As many large-scale events start to feel they’re close to “getting back to normal,” this year’s KubeCon EU was the second online, and while it lacked any large announcements, there was plenty of consolidation and maturing of concepts.
Most in the Cloud Native space know that Kubernetes is a big deal, but sometimes in the middle of our hectic schedules, we may not realize how big of a deal it is.
The regular updates from the Cloud Native Computing Foundation (CNCF) continue to astound each time they announce them, and here are a couple of highlights.
KubeCon EU 2021 had 25,000 registered attendees. Of course with online events, this doesn’t always mean they actually attend, but the regional breadth online events allow for is inspiring.
The official Kubernetes training course from the Linux Foundation hit 194,000 enrollments.
And an interesting statistic that requires more digging is that many of the originating companies behind major projects in the ecosystem are now not the majority code committers anymore.
There were a significant number of sessions covering CNCF special interest groups (SIGs), encouraging and educating interested parties on how to be more involved with topics relevant to them. KubeCon has always been a focus point for these groups, but the recent online format of the conference has brought a wider variety of people to the groups.
Many sessions mentioned the phrase “service mesh.” With the space hotly contested between a handful of stalwart projects all vying for attention, there were many pitches and sessions trying to convince you that “their mesh was best.”
The main rivals are Istio, Linkerd (and Conduit), Open Service Mesh, Consul, Kuma, and Envoy. The decision mostly comes down to if you want to mix Kubernetes deployments with other workloads.
Even a casual look at the CNCF landscape, or an attempt to do something with Kubernetes beyond basic steps, reveals that it’s a complex project for many to understand.

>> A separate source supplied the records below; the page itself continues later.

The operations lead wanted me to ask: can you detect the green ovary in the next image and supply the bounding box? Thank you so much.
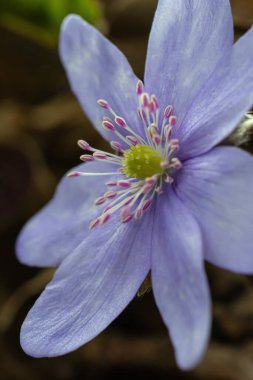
[122,145,163,179]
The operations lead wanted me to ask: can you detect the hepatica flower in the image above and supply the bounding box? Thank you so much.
[17,0,253,369]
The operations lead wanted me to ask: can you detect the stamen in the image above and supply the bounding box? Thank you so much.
[68,81,182,229]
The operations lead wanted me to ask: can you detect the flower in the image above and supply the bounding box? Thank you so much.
[17,0,253,369]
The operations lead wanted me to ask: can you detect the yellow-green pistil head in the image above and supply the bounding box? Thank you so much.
[122,144,163,179]
[69,81,182,228]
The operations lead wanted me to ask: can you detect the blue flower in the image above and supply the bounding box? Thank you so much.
[17,0,253,369]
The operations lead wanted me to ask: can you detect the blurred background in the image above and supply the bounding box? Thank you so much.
[0,0,253,380]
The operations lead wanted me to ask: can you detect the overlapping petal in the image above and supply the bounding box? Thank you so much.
[60,15,140,139]
[145,0,233,124]
[17,162,120,267]
[151,191,211,369]
[176,147,253,274]
[21,218,152,357]
[178,28,253,158]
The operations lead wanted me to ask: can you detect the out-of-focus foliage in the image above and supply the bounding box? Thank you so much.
[0,0,101,43]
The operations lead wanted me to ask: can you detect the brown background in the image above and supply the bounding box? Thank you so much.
[0,0,253,380]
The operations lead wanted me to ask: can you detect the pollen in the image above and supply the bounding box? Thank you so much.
[122,144,163,179]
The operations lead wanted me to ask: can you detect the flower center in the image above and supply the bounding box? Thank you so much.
[68,81,182,228]
[122,144,163,179]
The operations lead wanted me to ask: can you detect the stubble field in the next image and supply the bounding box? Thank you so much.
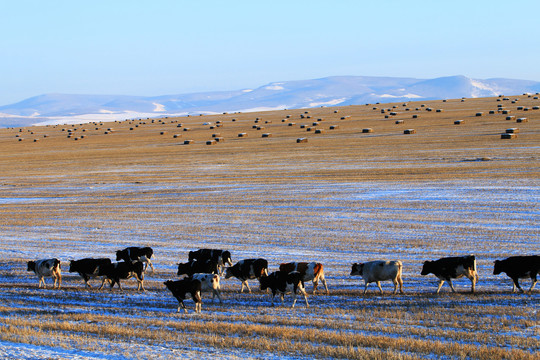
[0,95,540,359]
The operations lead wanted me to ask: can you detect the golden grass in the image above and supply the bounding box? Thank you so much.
[0,96,540,359]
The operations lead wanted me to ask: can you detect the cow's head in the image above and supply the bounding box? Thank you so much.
[493,260,503,275]
[420,260,433,275]
[26,261,36,271]
[221,250,232,266]
[351,263,364,276]
[116,250,125,261]
[259,276,270,291]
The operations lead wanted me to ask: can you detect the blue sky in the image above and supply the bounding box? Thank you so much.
[0,0,540,105]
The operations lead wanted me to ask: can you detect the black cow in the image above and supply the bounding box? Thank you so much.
[98,261,146,291]
[225,259,268,293]
[493,255,540,292]
[420,255,478,294]
[164,277,202,313]
[69,258,111,287]
[188,249,232,275]
[116,246,154,272]
[176,260,219,276]
[259,271,309,307]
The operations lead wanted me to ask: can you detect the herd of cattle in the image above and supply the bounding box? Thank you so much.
[28,247,540,312]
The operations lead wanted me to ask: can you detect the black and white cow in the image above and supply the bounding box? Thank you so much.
[116,246,154,272]
[98,261,146,291]
[351,260,403,294]
[69,258,111,287]
[420,255,478,294]
[164,277,202,313]
[190,274,223,304]
[176,260,219,276]
[225,259,268,293]
[279,262,328,295]
[27,259,62,289]
[259,271,309,307]
[188,249,232,275]
[493,255,540,292]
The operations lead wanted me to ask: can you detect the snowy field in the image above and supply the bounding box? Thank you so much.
[0,180,540,359]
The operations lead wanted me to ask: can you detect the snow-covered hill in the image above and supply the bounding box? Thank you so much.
[0,76,540,127]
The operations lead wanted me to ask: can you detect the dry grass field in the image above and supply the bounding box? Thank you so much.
[0,95,540,360]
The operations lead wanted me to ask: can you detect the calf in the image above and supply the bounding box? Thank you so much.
[420,255,478,294]
[351,260,403,295]
[164,277,202,313]
[116,246,154,272]
[188,249,232,275]
[176,260,219,276]
[225,259,268,293]
[279,262,328,295]
[493,255,540,292]
[27,259,62,289]
[99,261,146,291]
[69,258,111,288]
[190,274,223,304]
[259,271,309,307]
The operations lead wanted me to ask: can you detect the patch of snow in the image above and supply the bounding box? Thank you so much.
[309,98,347,107]
[152,103,165,112]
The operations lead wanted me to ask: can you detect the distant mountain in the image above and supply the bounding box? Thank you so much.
[0,76,540,127]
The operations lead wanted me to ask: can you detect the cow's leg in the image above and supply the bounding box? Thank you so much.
[436,279,444,294]
[377,281,383,294]
[446,279,456,292]
[363,280,369,295]
[193,291,202,313]
[512,277,524,292]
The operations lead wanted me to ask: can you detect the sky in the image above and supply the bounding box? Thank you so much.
[0,0,540,105]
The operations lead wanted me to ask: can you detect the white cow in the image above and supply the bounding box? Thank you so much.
[27,259,62,289]
[351,260,403,294]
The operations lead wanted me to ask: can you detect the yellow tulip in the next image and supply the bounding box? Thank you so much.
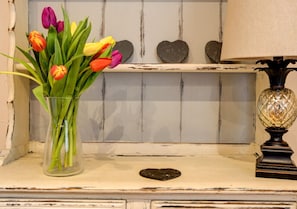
[70,22,77,36]
[83,36,115,56]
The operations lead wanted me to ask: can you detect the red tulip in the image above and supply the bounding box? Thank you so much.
[50,65,67,80]
[41,7,57,28]
[109,50,123,68]
[28,31,46,52]
[90,58,111,72]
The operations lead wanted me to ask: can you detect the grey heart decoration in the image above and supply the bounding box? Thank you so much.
[139,168,181,181]
[157,40,189,63]
[205,41,222,63]
[113,40,134,63]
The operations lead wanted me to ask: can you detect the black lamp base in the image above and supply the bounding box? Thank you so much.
[256,128,297,180]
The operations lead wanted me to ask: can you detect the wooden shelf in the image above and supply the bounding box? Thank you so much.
[16,64,257,73]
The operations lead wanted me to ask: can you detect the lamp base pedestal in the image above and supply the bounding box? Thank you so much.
[256,128,297,180]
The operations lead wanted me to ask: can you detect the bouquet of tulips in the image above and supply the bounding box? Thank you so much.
[1,7,122,175]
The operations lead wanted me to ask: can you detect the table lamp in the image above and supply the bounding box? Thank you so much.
[221,0,297,179]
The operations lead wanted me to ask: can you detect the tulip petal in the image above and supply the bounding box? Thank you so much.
[109,50,123,68]
[41,7,57,29]
[50,65,67,80]
[28,31,46,52]
[90,58,111,72]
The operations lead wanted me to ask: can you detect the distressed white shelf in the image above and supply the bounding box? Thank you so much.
[16,63,257,73]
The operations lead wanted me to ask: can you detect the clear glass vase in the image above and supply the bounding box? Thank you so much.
[43,97,83,176]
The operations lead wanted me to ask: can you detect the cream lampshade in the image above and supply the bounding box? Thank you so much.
[221,0,297,61]
[221,0,297,179]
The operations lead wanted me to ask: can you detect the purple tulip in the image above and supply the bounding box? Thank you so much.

In addition to education and training projects, there are a growing number of providers and tools attempting to make using Kubernetes easier, or near seamless.
There are commercial providers aiming to make “Kubernetes as simple as Heroku,” like Humanitec, Backstage and Garden, but also developer tools such as Lens and Kind. Taking things to a more abstract level are projects like GitPod, that leverage Kubernetes behind the scenes to make spinning up developer environments as seamless as opening a pull request.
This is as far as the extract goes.